Dubious Praise

This week the vaunted magazine, “The Economist” featured an article on the schools here in Wake County:

…In 2000 Wake County’s school board decided to integrate its schools by income level rather than race. No more than 40% of students at any one school should be receiving free or subsidised lunches (which are given to children from poor families). Evidence dating back more than 40 years shows that schools with too great a concentration of poor pupils are undesirable. Teachers do not stay, and poor pupils tend to perform worse when they are put with others who are poor.

…on March 23rd the board voted 5-4 to abandon that policy.

How to educate our youth?  Can we?  Should we?  It’s pretty clear that we have to.  And it’s equally clear that we aren’t.  We are falling further and further behind other nations in growing mathematicians, scientists and engineers.  What was once our strength is very rapidly becoming our handicap.  But why?  Ii think it’s because of a deadly combination:  A state run educational system managed by non-professional educators.  It’s as if a group of folks got into a room and thought of the worst way in which to educate kids.

First.  The state.  The state hires union teachers to work it’s schools.  See here and here for my thoughts on union represented teachers.  So we start out behind the 8-ball.  Our schools are chuck full of old teachers who may or may not be the best teachers available.  Further, because they have the unions on their side, the schools are forced to abide by such silly regulations as to how long a school day can be, how soon school can start in the fall and how late it can go in the spring.

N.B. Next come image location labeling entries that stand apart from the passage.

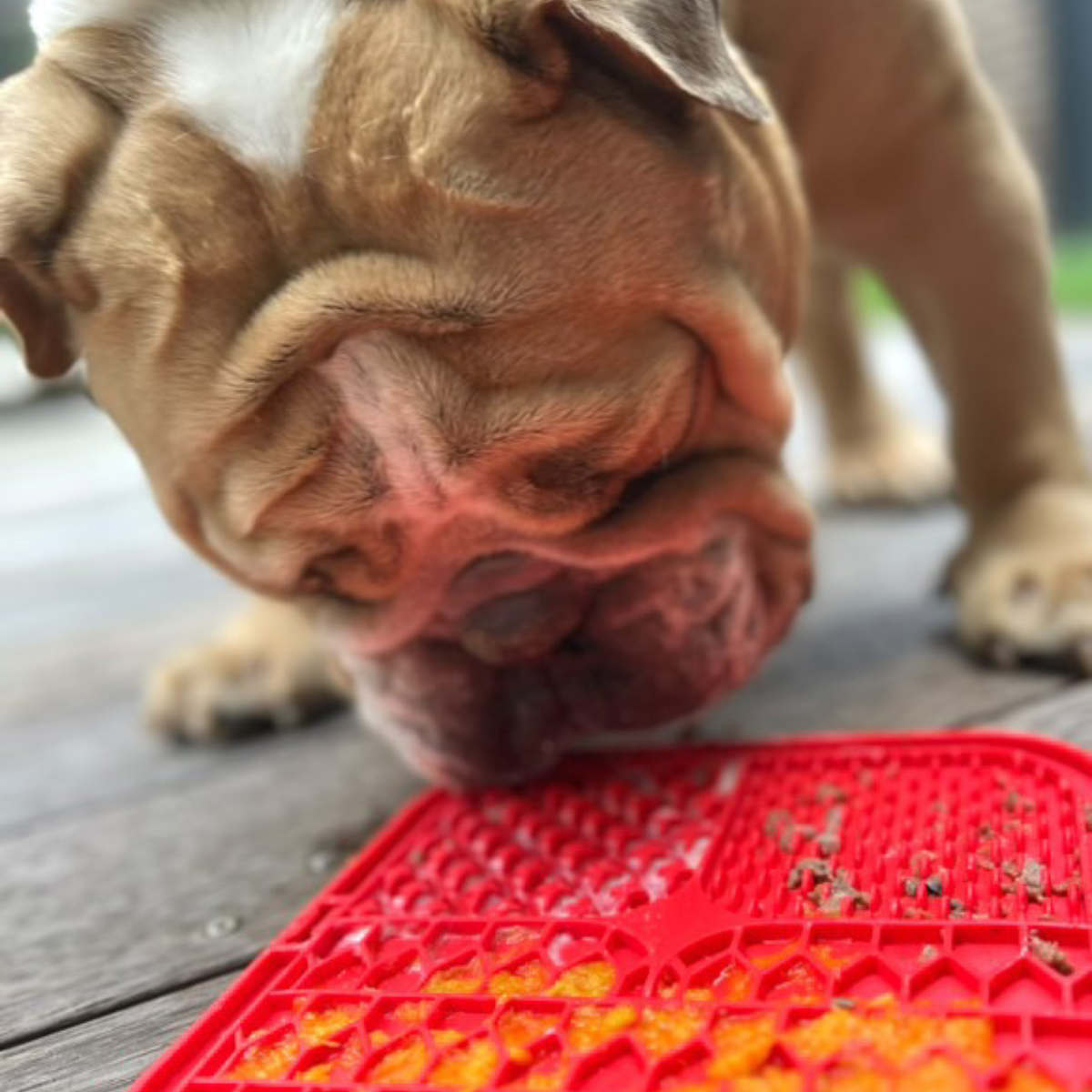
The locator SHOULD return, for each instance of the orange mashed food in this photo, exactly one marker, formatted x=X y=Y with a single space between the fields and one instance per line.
x=468 y=1067
x=462 y=978
x=588 y=980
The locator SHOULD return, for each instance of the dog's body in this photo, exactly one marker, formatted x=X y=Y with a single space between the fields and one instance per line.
x=461 y=325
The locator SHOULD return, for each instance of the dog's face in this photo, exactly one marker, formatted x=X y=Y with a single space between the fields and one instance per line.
x=459 y=322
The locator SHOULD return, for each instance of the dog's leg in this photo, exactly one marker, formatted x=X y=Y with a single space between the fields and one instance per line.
x=876 y=456
x=267 y=670
x=921 y=178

The unions can control the ability of the administration to dictate a philosophy when it comes to techniques, curriculum and methods.

In short, the union prevent innovation and evolution.  It is the friend of the status quo.

Second.  The board.  Jeez.  Can there be a worse method of running a school?  This is the ultimate in Prom Queen.  The folks elected to the board have no more idea of a quality education than the average voter of American Idol.  These folks in many cases are simply ill prepared to manage an organization as large and complex as a schools district.

In the end?  We are left with a system that is managed by the state, taught by the unions and managed by popular opinion.

Can you think of a worse way to run a school?